I talked with Kent Snyder, Ron Paul's campaign manager, yesterday, for an article I'm doing for the Register's Sunday Commentary section (I'll link when it goes up there). Just today, the campaign announced that during the third quarter the Paul campaign had raised $5.08 million, which just might be enough for him to start getting some attention from the "mainstream" media. However, MSNBC managed to do a whole story on its latest poll (with the WSJ), which shows that Republican voters want somebody "different" from President Bush rather than "pretty much the same" by a 48-38 margin (previously it was 51-41 the other way) without so much as mentioning Ron Paul's name.
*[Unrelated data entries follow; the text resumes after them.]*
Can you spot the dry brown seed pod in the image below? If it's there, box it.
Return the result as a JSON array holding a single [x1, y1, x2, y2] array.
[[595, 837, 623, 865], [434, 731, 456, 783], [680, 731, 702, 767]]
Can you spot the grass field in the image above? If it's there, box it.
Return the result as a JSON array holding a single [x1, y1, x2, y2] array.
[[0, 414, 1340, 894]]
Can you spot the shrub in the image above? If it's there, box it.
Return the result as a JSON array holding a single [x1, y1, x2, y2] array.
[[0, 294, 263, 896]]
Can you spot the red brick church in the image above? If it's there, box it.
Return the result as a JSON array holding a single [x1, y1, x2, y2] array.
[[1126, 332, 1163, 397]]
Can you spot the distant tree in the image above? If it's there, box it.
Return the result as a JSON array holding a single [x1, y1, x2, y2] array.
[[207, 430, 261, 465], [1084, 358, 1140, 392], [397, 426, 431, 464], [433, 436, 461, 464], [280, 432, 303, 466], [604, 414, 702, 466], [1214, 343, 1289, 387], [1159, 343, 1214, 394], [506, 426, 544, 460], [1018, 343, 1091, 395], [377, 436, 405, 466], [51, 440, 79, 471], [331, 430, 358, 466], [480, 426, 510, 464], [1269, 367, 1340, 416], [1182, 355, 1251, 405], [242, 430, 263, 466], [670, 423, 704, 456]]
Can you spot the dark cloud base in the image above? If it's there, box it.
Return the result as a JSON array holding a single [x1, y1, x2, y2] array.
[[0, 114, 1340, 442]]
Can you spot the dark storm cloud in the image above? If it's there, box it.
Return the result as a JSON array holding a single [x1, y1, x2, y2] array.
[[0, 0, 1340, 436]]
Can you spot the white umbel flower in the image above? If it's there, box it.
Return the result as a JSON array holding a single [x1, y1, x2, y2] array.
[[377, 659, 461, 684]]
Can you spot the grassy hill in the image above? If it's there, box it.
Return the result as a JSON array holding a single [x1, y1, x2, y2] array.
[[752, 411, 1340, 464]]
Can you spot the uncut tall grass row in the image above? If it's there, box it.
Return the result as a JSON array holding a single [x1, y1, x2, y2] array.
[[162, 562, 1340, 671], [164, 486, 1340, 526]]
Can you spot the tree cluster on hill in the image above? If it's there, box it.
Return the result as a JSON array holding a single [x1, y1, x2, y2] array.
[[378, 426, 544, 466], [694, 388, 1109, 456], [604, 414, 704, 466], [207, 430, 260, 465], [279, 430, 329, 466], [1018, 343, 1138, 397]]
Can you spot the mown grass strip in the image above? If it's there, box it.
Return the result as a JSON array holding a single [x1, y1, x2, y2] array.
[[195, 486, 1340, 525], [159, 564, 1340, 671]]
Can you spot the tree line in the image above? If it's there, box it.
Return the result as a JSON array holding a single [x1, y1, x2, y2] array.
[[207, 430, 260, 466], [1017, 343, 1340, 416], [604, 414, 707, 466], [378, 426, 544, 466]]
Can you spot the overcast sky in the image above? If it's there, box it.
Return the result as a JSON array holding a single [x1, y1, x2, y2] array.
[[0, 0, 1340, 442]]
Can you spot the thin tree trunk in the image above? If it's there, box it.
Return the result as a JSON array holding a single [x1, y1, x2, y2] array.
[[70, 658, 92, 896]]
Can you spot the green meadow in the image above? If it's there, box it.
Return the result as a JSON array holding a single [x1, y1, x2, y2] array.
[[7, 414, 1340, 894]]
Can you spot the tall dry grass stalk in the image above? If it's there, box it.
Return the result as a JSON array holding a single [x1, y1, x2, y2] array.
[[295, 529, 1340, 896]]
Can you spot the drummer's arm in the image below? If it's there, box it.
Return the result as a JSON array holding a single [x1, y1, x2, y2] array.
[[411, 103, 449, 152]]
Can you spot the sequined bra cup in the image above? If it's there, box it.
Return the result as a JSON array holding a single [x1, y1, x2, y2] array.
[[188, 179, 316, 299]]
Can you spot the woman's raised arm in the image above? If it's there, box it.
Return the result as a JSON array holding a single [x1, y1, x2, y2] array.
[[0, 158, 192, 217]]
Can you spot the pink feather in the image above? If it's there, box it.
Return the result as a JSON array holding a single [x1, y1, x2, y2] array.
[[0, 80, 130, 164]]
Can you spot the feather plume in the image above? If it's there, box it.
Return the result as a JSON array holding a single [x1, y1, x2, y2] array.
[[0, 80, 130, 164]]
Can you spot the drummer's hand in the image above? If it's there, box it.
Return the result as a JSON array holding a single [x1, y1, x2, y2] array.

The money was bolstered by a last-week-of-the-quarter challenge from the campaign to supporters: please donate $500,000 in the next week so we can end the quarter with a money cushion. Supporters did that in three days, so the challenge was increased to $1 million. No problem. By September 30 supporters had sent in more than $1.2 million.
Here are some interesting statistics Kent Snyder gave me (as of Tuesday, probably higher today). RonPaul has 49,928 MeetUp group members in 771 cities and 22 countries (including one in the Green Zone in Baghdad). So far they've held 7,671 events.
As for YouTube, which wasn't a factor in previous campaigns but is this year, Ron has 29,489 subscribers and 4,339,507 views of videos in which he is featured. Barack has more views (11,197,523) but only 11,264 subscribers. Every other candidate has fewer, by pretty substantial margins. Giuliani, for example, has 2,467 subscribers and 655,000 views, Romney has 3,076 and 926,547, McCain has 1,631 and 483,174, while Hillary has 6,089 and 926,547.
Whatever happens electorally, the Paul campaign has become the largest pro-freedom mass movement in recent history, and it can't help but have a lasting impact.